Friday, December 01, 2006

bunch of nothing

-so i'm watching Madonna's Confession Tour thingie on Bravo, and i feel like i'm on a hallucinogen. the camera changes about every .25 seconds, and all the slow motion/special effects are retarded. i had to change the channel within a minute.

-i finally upgraded to the new Blogger beta. i haven't seen anything fantastic yet.

-the Cinemax Star Wars marathons are great. the music alone is reason to keep my TV blaring all day. and the original is about 30 years old. it has stood the test of time fo sho.

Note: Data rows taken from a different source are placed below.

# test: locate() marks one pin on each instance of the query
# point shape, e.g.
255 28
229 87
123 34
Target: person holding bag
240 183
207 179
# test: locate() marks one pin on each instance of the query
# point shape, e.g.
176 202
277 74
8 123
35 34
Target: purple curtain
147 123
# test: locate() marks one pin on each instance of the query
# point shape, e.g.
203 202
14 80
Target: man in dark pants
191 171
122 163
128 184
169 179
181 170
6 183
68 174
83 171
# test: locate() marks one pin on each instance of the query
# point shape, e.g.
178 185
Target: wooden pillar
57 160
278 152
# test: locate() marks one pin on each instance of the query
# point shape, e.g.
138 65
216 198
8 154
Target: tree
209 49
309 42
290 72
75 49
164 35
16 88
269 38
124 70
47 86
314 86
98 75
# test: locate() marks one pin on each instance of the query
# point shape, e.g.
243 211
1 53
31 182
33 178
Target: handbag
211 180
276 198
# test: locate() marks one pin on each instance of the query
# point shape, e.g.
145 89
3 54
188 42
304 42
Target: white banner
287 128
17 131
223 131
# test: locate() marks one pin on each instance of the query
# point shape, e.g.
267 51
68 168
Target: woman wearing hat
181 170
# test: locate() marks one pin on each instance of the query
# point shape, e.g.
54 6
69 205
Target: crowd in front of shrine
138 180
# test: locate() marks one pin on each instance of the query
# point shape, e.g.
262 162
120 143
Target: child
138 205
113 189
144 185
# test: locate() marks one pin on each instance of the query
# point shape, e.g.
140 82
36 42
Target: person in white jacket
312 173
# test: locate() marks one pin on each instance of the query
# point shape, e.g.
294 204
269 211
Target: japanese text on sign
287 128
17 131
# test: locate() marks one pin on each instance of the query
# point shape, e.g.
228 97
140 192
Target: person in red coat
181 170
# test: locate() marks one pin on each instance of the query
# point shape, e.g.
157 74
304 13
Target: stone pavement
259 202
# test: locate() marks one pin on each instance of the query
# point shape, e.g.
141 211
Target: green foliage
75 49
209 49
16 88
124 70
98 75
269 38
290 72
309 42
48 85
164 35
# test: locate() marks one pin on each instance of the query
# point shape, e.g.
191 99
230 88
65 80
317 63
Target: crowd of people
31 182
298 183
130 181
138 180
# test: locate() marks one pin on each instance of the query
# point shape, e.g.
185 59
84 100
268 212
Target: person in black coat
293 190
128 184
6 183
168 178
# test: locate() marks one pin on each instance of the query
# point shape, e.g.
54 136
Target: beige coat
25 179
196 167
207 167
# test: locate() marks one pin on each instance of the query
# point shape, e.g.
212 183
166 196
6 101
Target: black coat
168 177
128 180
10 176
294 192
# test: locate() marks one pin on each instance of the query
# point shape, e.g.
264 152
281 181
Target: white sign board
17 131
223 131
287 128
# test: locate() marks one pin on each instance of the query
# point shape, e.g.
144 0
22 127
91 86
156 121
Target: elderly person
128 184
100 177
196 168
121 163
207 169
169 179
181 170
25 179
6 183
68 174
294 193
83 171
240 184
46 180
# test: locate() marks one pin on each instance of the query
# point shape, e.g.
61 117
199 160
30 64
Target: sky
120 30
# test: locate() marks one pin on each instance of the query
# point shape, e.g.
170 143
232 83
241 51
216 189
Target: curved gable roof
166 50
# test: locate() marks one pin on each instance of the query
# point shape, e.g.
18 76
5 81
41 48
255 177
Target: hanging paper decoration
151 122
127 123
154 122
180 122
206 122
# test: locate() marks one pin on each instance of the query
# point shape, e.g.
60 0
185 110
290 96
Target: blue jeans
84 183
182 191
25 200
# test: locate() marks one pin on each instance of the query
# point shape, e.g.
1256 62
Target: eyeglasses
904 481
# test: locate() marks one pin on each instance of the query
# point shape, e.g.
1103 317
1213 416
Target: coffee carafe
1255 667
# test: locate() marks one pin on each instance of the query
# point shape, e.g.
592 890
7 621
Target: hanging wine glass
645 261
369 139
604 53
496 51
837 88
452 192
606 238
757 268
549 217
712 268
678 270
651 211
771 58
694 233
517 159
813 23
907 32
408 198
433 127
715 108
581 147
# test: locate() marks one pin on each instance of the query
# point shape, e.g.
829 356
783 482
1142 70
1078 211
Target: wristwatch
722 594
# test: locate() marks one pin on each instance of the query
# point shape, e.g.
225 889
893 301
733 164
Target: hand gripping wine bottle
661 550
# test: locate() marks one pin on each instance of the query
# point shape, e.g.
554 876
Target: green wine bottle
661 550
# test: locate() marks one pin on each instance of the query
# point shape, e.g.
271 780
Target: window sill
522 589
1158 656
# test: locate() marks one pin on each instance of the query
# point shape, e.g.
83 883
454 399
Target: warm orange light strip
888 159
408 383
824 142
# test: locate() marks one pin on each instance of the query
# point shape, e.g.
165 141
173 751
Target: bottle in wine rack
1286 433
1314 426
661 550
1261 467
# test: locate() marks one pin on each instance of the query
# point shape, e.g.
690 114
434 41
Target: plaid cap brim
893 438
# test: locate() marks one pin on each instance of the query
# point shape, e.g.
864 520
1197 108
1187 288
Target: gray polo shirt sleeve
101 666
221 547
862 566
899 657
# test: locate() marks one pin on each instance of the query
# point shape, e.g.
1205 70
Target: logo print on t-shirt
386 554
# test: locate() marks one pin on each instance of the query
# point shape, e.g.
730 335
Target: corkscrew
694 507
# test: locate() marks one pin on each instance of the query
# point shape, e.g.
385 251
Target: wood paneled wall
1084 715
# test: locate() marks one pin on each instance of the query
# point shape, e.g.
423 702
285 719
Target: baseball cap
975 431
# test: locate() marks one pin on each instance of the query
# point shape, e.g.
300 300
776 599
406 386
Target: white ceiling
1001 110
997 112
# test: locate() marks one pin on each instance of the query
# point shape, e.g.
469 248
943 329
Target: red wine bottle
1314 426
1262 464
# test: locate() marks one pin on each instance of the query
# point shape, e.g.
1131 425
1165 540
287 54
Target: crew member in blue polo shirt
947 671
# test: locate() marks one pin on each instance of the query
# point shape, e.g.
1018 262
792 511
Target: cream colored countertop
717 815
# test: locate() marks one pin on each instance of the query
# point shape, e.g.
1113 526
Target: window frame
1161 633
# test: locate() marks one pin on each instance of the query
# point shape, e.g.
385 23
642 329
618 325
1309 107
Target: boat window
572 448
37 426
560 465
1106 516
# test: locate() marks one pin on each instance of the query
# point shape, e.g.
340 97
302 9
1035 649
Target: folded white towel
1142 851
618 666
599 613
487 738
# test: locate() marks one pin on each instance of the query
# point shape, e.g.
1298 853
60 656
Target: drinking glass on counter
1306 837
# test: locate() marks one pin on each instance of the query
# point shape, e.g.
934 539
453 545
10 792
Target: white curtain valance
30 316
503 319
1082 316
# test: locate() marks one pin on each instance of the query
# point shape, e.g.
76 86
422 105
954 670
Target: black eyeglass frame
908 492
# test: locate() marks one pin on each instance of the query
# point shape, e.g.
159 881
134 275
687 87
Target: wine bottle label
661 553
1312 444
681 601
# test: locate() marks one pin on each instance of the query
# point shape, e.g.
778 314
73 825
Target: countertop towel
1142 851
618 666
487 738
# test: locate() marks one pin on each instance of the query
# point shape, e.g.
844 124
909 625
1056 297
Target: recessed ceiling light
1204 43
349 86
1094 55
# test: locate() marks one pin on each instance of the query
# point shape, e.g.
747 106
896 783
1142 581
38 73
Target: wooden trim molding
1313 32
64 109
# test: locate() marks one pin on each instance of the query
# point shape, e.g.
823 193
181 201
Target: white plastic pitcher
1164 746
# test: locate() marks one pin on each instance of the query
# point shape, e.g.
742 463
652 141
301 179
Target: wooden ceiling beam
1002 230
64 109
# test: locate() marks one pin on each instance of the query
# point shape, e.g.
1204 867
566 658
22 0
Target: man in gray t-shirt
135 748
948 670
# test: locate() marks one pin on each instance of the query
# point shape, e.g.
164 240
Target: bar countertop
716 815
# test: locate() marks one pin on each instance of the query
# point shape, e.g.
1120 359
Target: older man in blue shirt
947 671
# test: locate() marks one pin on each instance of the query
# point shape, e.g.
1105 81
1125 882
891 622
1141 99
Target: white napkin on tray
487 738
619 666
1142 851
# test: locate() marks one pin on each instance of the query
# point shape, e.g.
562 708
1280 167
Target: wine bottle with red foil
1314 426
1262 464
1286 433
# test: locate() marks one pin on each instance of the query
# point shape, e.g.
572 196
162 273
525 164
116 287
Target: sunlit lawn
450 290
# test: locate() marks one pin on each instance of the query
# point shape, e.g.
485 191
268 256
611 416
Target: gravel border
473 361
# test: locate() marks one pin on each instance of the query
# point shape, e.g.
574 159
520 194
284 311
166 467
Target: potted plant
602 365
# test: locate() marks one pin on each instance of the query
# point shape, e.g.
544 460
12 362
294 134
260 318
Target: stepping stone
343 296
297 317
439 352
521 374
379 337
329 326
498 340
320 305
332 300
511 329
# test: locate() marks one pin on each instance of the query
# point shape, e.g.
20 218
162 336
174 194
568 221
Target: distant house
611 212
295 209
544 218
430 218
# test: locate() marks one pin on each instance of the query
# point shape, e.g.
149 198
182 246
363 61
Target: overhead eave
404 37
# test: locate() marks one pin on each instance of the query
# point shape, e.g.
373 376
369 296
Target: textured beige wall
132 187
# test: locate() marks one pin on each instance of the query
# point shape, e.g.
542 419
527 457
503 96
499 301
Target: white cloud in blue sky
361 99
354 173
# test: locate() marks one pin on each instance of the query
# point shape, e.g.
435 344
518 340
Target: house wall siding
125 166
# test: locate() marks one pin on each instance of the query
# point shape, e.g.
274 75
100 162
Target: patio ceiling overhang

-what happened to the Nasonex bee? he used to be French with big, bushy eyebrows, but he's been replaced with an eyebrow-less Spaniard. fuck that new little bee.

-Lubbuttocks was frozen today. i want to hibernate.

-i want the new Rescue Green Jeep! Tangerine Dream took me to see it last weekend, and it's a thing of obnoxious beauty. must...have....Jeep.

-i have one official day of class left. i am so happy about that i would do the Snoopy dance if i wasn't crashing from my caffeine buzz.